First, the judge will enter a default judgment against the defendant. So the defendant will be hearing from a collections agency.
Second, the DMV punishes non-payment by suspending the person’s license until the debt is paid. In practice, the DMV gives defendants a 30-day warning before issuing the suspension.3
Also refer to our page on driving with a suspended license / driving under restraint (CRS 42-2-138).
Not by itself. But whenever local authorities pull over drivers who neglect to stop or yield for oncoming traffic, they will be on the lookout for telltale signs of DUI or DWAI. These include slurred speech, red and glassy eyes, and the smell of alcohol or marijuana.
If the police officer suspects the driver is under the influence, the driver may be asked to take a preliminary breath test and submit to field sobriety tests. If the driver fails these tests, then the officer will have sufficient probable cause to arrest the driver for DUI.
When a car accident occurs because a driver was coasting through an intersection, the victim(s) may sue the driver for negligence per se. This claim has four elements that plaintiffs must prove by a preponderance of the evidence:
- The defendant (at-fault driver) broke a traffic regulation (such as CRS 42-4-703);
- The purpose of the traffic regulation is to protect people such as the plaintiff (fellow drivers, cyclists, and pedestrians);
- The defendant’s unlawful actions injured the plaintiff; and
- These injuries resulted in money damages.4
Very few automobile collision cases reach trial. Most of the time, the plaintiff’s Colorado personal injury law firm negotiates a settlement with the defendant’s insurance company.
The personal injury attorney’s job is to fight for the largest compensatory damages award possible to reimburse the plaintiff for pain and suffering, lost salary, medical expenses (especially if there was bodily injury), and property damage.4
Cited in California? See our article on failing to yield (CVC 21804).

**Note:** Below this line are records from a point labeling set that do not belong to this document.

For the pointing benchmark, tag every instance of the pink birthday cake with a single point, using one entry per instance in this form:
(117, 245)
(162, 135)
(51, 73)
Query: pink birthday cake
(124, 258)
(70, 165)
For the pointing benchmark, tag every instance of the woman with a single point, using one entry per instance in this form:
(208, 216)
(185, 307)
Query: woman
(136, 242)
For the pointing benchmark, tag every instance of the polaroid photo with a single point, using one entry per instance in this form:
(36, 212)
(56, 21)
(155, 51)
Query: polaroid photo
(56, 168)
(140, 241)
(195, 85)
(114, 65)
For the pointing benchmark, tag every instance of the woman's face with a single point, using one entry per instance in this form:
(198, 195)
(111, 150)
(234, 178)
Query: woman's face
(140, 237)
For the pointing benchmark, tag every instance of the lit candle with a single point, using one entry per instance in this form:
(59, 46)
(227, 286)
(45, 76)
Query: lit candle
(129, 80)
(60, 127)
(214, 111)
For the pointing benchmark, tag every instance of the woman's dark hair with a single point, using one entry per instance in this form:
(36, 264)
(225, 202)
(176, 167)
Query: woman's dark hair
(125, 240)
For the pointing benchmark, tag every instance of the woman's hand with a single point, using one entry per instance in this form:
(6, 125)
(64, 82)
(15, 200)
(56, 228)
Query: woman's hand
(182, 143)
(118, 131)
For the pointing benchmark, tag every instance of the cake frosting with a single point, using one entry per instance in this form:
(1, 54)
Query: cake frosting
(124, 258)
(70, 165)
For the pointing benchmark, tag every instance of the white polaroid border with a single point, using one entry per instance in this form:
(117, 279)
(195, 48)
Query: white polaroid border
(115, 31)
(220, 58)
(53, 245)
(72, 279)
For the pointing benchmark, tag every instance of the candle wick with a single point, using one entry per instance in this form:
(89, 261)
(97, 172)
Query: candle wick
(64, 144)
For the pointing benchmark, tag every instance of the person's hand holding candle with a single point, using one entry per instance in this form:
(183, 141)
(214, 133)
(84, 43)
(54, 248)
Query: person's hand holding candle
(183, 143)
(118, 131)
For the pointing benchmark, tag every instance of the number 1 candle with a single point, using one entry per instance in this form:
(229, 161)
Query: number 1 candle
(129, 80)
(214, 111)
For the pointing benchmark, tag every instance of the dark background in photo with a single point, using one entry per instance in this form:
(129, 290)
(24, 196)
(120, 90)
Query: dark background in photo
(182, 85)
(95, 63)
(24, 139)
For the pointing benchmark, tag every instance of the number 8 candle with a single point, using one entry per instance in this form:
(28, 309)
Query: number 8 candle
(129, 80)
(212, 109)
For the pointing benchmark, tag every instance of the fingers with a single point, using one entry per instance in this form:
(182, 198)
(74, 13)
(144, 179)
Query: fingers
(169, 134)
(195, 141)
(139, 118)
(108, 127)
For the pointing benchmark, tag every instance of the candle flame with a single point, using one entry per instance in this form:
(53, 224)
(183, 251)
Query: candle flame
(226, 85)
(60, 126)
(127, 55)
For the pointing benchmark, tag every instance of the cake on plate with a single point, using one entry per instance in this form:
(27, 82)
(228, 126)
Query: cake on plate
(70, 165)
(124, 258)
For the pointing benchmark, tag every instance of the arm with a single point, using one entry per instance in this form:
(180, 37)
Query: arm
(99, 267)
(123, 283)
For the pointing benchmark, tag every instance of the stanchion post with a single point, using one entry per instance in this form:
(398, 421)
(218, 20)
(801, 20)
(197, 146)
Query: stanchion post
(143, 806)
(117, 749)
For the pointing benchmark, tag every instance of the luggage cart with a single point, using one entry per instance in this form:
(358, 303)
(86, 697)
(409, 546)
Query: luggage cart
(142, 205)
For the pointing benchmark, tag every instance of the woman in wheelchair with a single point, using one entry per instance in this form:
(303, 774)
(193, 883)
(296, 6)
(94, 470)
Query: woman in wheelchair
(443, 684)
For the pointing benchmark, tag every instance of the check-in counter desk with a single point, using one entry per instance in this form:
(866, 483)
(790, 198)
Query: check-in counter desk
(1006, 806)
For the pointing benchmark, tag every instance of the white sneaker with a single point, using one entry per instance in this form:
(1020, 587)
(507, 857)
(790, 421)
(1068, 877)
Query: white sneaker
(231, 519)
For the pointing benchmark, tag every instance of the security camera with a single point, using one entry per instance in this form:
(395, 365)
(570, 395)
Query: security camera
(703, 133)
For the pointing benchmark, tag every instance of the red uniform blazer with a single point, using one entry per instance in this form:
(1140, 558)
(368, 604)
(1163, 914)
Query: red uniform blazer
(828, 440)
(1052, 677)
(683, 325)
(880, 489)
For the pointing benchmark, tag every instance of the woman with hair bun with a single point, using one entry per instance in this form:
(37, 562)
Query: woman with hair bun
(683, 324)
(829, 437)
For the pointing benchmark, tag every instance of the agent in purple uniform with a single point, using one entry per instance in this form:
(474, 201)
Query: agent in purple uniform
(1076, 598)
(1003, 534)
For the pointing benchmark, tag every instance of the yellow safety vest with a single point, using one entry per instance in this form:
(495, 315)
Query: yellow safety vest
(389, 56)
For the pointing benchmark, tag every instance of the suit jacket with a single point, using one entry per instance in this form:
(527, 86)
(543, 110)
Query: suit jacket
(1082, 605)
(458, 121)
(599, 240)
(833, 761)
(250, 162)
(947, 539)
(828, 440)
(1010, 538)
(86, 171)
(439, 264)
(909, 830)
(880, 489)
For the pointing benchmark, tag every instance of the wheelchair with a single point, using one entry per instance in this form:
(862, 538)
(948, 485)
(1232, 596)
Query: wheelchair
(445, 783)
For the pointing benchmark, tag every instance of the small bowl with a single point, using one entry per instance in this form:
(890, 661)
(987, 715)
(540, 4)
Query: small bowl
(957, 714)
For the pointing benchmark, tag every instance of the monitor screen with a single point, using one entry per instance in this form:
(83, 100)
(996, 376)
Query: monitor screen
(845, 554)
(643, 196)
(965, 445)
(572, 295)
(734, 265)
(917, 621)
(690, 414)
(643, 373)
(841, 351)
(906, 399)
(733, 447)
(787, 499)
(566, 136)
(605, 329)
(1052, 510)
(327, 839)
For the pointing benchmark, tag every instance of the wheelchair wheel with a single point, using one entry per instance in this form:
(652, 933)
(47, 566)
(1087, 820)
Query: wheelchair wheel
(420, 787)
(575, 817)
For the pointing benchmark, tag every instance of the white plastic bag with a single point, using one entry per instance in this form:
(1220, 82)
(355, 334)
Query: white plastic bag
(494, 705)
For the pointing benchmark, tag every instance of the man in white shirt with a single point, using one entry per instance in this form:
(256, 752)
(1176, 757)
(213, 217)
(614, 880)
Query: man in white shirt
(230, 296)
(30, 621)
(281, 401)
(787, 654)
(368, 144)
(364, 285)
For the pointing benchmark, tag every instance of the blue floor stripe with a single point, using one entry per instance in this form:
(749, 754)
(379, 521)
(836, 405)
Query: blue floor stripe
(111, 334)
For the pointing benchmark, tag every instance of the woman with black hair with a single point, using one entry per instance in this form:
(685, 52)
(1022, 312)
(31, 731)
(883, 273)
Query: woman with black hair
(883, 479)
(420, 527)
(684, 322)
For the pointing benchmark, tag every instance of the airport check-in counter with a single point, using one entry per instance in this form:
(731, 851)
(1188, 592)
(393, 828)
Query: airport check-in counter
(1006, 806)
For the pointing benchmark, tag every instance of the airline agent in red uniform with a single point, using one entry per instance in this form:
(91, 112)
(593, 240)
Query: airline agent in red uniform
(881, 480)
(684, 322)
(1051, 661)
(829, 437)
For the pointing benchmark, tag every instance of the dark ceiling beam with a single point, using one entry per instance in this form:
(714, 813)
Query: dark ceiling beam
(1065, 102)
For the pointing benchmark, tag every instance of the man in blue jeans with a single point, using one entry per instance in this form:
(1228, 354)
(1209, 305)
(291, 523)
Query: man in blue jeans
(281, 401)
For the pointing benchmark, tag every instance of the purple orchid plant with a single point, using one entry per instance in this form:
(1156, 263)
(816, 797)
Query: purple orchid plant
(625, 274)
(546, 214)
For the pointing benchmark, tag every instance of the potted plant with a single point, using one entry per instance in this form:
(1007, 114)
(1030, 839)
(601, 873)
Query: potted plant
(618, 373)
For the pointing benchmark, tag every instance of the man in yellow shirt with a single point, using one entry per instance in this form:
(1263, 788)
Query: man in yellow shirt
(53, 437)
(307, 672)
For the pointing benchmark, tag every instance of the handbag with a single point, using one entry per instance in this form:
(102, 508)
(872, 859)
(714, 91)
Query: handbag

Cited in Nevada? See our article on failing to yield (NRS 484B.283).
- Colorado Revised Statutes 42-4-703 CRS.
- CRS 42-2-127.
- CRS 42-4-1709.
- Bullock v. Wayne, 623 F. Supp. 2d 1247 (D. Colo. 2009); CRS 42-4-703 (Under the provision of this section, “[I]f a driver is involved in a collision with a vehicle in the intersection or junction of roadways after driving past a yield sign without stopping, such collision shall be deemed prima facie evidence of the driver’s failure to yield right-of-way“).